Not long ago, I mentioned that the University of Chicago’s Statement on Free Expression had been adapted into a model statement by the Foundation for Individual Rights in Education. It seems that such statements are needed now more than ever, and in that spirit, I recently proposed the model statement to my institution’s Faculty Council, with an eye toward presenting it to the full faculty. I proposed it not as a binding measure — there are existing statements on academic freedom in our faculty documents, and any expansions of that sort would have to be approved by the school’s Board of Trustees — nor in response to any attempts at restraint here at the college. In fact, I have never believed myself to be silenced here in Mondoville, as anyone who has had lunch with me in the college cafeteria can attest.

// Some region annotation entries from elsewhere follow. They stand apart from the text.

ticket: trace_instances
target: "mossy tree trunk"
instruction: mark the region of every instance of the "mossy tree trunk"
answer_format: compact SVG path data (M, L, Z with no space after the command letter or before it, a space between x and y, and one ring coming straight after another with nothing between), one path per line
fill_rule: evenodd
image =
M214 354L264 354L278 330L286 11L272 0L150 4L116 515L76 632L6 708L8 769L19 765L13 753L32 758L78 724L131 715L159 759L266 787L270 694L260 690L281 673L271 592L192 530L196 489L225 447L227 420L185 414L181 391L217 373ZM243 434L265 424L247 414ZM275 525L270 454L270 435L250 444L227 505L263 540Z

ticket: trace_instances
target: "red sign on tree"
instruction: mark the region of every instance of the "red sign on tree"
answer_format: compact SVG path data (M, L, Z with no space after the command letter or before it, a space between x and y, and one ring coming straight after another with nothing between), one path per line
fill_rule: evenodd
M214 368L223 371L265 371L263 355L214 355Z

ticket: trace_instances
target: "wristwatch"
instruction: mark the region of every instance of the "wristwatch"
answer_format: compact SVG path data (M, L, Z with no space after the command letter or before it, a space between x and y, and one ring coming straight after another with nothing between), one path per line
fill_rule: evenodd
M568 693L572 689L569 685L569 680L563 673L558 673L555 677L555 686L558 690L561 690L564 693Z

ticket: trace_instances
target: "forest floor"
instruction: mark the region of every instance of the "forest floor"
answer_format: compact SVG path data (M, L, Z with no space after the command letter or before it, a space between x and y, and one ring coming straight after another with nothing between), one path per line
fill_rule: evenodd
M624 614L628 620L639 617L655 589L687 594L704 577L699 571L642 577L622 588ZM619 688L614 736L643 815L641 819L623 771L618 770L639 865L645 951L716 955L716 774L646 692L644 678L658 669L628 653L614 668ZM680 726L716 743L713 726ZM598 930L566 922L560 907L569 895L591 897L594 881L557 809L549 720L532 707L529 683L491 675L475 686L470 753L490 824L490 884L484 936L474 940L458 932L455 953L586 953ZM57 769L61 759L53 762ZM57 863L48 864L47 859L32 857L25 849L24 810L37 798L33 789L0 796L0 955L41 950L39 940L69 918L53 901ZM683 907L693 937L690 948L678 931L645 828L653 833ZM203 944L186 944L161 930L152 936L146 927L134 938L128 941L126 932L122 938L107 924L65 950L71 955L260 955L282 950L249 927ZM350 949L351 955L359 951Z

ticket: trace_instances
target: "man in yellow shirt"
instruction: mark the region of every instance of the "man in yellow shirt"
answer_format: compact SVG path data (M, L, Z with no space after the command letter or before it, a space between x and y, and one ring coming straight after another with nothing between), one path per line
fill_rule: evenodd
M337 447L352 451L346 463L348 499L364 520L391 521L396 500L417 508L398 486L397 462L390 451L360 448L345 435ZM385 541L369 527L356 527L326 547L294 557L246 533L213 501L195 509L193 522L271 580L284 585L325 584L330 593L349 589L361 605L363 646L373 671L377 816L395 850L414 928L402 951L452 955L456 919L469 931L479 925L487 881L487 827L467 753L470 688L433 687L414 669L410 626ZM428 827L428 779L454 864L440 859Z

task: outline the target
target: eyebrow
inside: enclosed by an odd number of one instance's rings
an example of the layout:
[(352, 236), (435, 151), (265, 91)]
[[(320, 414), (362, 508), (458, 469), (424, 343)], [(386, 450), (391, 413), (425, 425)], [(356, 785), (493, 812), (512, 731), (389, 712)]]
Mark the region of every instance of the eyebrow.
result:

Nonetheless, I believe we are seeing an increasingly chilly climate for expression in America’s colleges and universities, and a corresponding rise in mobs of overgrown toddlers spouting nonsense like, “[A Yale faculty member] needs to stop instigating more debate.” Of course, that’s precisely the opposite of intellectual growth, but someone’s feelings may be bruised, so offenders must be shouted down or otherwise silenced. (And if not saying anything offends someone, well, let’s get rid of those folks too!) I despise mobs. Consequently, I think it would be a good idea for the faculty of which I’m a member to reaffirm a commitment to free expression, even if that affirmation is symbolic and non-binding. Hence, my submission of the statement to the faculty council. As I told my colleagues there, I think of this action as prophylactic in nature — and perhaps a step toward extending the freedom we faculty enjoy to the larger campus community.
Well, I’m pleased to report that the council voted to forward the statement for consideration to the full faculty. More as it happens, but I’m glad we’ve moved this far.